AI in finance is everywhere right now. Vendors are making big promises, conferences are full of machine learning case studies, and most CFOs feel pressure to act. Yet despite all the momentum, most finance AI projects quietly die within 18 months.
The technology is not the problem. We are.
The Data Quality Delusion
You cannot AI your way out of bad data. I have seen teams invest heavily in sophisticated forecasting tools while their GL codes are inconsistent, revenue recognition is unreliable, and master data is full of duplicates.
AI tools are only as good as what you feed them. Give them clean, well-governed data and they deliver real value. Feed them poor-quality inputs and you will simply reach the wrong conclusions faster and with more confidence.
Before committing to any AI investment, ask three questions honestly: Do we have a single source of truth? Can we trace our numbers back to actual transactions? Do our definitions align across systems? If you hesitate on any of these, fix the data foundation before touching AI.
The "Boil the Ocean" Approach
The second failure pattern is trying to transform everything at once. Finance leaders often treat AI like a large ERP rollout: one big programme to fix forecasting, analytics, and reporting simultaneously.
That approach does not work. Pick one high-pain, high-value use case and start there. It might be cash flow forecasting for a single region, or automating variance commentary for your largest P&L. Get a result. Understand what works in your specific environment. Then build from that foundation.
The Black Box Problem
Your FP&A team needs to understand and trust what the model is producing. I have seen well-built AI models abandoned simply because nobody could explain to the business why revenue was forecast to drop 12% in the next quarter. The model may have been right. But if it cannot explain itself in business language, it will not survive contact with a sceptical leadership team.

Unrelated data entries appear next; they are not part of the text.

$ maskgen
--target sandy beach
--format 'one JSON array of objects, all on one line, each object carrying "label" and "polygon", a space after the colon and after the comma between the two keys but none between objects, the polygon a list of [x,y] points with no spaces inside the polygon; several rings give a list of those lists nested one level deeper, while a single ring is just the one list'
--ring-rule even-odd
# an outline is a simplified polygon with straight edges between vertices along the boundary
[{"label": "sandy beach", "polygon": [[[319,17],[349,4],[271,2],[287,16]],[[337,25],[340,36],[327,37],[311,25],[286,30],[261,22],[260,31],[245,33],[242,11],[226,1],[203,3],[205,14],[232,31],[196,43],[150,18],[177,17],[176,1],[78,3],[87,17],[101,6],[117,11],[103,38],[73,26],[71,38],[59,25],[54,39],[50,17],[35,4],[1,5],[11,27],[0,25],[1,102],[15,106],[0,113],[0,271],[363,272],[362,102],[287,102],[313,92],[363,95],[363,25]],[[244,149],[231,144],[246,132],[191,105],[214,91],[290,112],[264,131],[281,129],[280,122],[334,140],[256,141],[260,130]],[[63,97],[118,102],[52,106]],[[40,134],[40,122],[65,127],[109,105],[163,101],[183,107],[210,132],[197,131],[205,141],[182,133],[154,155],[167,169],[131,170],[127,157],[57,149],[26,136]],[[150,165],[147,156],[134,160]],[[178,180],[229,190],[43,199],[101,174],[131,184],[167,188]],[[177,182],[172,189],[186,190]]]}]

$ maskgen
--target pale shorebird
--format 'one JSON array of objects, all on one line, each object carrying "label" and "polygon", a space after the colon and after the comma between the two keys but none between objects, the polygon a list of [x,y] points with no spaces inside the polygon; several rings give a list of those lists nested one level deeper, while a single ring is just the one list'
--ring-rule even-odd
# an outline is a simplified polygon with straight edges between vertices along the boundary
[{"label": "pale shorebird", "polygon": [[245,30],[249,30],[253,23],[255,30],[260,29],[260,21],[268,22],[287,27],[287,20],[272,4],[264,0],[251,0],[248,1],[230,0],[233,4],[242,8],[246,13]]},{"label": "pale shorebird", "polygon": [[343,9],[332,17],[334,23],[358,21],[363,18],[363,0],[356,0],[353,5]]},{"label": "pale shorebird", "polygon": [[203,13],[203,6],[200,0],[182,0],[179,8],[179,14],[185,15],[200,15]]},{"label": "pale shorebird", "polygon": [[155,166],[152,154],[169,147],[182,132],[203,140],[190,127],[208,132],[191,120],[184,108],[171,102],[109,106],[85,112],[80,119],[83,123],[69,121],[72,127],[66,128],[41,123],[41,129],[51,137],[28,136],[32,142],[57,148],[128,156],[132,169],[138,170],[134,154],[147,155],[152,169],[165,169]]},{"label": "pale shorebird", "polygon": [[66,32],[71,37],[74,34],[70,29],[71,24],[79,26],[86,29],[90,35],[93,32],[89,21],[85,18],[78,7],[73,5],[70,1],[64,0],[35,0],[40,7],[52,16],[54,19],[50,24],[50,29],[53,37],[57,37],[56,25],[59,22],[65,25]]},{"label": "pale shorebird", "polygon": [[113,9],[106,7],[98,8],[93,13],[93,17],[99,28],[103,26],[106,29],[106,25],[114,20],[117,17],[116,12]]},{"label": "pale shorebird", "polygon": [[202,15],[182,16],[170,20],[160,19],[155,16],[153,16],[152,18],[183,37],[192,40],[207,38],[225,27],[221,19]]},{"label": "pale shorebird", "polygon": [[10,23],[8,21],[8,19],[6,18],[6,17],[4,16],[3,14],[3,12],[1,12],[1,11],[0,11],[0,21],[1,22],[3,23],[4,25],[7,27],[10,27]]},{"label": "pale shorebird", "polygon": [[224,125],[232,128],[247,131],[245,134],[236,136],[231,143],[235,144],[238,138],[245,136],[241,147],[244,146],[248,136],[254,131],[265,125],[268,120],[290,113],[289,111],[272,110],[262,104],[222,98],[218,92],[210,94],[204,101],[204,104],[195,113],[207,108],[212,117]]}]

Insist on interpretability from the start. Your team should be able to articulate what is driving the model's output. If they cannot, you have not deployed AI, you have outsourced judgment to something nobody trusts.
The Change Management Gap
Technology is roughly 30% of the challenge. Getting your team to actually use it is the other 70%. Your analysts have spent years building their own models and trusting them precisely because they built them. Asking them to trust a system they did not build requires a deliberate approach.
Involve them early. Let them test the AI against their own models. Show them where it adds genuine value and where human judgment still matters. Frame AI as something that removes the grunt work so they can focus on insight and analysis. That framing matters.
AI in finance is about combining the pattern recognition of machines with the business context and critical thinking of experienced finance professionals. Get your data in order, start focused, demand transparency, and take your people along. Do that consistently, and AI becomes a real advantage rather than an expensive disappointment.